I am trying to sort a list of python dictionaries based on some keys in dictionary object, where some of list items are missing those keys and i don't want those items in sorted list.
list = [{'fieldname': 'acc', 'fieldtype': 'Label'},
{'person': 'sid', 'from_month':7, 'from_year': 2019},
{'person': 'Jane', 'from_month':7, 'from_year': 2019},
{'person': 'sky', 'from_month':12, 'from_year': 2018},
{'person': 'james', 'from_month':1, 'from_year': 2020}]
list = sorted(columns, key = lambda i: (i['from_month'], i['from_year'], i['person']))
Is there pythonic way to check if a specific key-value pair exist in list and only then sort and remove other items.
You could try the following, in order to check if key exists in the dict:
list = sorted(columns, key = lambda i: tuple(i[k] for k in ['from_month', 'from_year', 'person'] if k in i))
In [308]: L = [{'fieldname': 'acc', 'fieldtype': 'Label'},
...: {'person': 'sid', 'from_month':7, 'from_year': 2019},
...: {'person': 'Jane', 'from_month':7, 'from_year': 2019},
...: {'person': 'sky', 'from_month':12, 'from_year': 2018},
...: {'person': 'james', 'from_month':1, 'from_year': 2020}]
In [309]: my_key = 'from_month'
In [310]: my_val = 7
In [311]: sorted([d for d in L if d.get(my_key, None)==my_val], key=operator.itemgetter(my_key))
Out[311]:
[{'person': 'sid', 'from_month': 7, 'from_year': 2019},
{'person': 'Jane', 'from_month': 7, 'from_year': 2019}]

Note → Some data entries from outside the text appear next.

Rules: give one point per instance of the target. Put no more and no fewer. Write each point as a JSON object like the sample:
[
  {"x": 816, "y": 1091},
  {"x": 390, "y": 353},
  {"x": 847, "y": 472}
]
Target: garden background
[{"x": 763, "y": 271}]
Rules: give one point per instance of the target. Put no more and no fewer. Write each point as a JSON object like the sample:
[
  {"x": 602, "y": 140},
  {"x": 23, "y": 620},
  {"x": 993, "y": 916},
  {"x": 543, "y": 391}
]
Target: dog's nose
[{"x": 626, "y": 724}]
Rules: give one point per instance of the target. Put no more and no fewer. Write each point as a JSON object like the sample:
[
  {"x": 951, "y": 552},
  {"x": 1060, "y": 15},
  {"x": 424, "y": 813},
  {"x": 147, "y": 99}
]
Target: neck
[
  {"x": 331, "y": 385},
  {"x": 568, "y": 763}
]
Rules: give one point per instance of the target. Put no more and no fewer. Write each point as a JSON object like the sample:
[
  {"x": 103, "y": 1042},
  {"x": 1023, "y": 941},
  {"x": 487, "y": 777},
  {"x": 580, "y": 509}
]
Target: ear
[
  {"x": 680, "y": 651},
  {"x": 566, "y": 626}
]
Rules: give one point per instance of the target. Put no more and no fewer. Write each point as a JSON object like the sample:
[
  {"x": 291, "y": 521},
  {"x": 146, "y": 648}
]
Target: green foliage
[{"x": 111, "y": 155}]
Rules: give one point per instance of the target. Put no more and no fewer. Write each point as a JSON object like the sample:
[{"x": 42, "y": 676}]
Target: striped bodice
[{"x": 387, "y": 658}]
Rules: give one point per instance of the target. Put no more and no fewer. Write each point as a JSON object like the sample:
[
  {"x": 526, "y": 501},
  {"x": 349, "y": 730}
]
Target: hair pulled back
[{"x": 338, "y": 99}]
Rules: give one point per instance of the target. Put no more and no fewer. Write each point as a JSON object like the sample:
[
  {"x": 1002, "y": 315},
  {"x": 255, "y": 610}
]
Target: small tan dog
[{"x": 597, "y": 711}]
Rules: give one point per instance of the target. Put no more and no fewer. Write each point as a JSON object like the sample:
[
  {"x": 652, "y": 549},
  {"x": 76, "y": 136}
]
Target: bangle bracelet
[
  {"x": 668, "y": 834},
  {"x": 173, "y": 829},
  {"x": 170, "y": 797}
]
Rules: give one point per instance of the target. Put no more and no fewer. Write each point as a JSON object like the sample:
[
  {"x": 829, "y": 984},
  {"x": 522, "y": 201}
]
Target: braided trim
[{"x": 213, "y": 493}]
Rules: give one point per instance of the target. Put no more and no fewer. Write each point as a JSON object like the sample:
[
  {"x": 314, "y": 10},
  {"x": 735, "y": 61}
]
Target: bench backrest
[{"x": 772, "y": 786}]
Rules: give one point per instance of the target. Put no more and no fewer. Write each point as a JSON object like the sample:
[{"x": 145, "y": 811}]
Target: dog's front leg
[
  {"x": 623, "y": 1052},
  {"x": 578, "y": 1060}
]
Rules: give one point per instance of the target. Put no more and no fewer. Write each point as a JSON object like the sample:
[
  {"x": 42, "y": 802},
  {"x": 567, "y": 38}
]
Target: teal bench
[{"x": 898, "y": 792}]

How do you sort a list with some items removed? You remove them. Then you sort.
# function to determine if entry should be included or not
def include(entry):
required = ['person', 'from_year', 'from_month']
for term in required:
if term not in entry:
return False
return True
# function for sorting entries
key_function = lambda entry: (entry['from_year'], entry['from_month'], entry['person'])
all_data = [
{'fieldname': 'acc', 'fieldtype': 'Label'},
{'person': 'sid', 'from_month':7, 'from_year': 2019},
{'person': 'Jane', 'from_month':7, 'from_year': 2019},
{'person': 'sky', 'from_month':12, 'from_year': 2018},
{'person': 'james', 'from_month':1, 'from_year': 2020}
]
# filter out unwanted items (either method)
reduced_list1 = [entry for entry in all_data if include(entry)]
reduced_list2 = filter(include, all_data)
# sort (list.sort or sorted)
sorted_reduced_list = sorted(reduced_list2, key=key_function)
for entry in sorted_reduced_list:
print(entry)
If you want to create a reduced list, use a list comprehension with an if clause. This creates the reduced list without changing the original. You then sort it normally.
reduced_list1 = [entry for entry in all_data if include(entry)]
However, if you are doing something that can benefit from an iterator, then you should use filter ( https://docs.python.org/3/library/functions.html#filter ) Unfortunately, you'll need the full result before you can sort it, so the iterator doesn't help here.
A caution - I see you defined a variable named "list" in your original question. Don't do that. That shadows the name of the list class.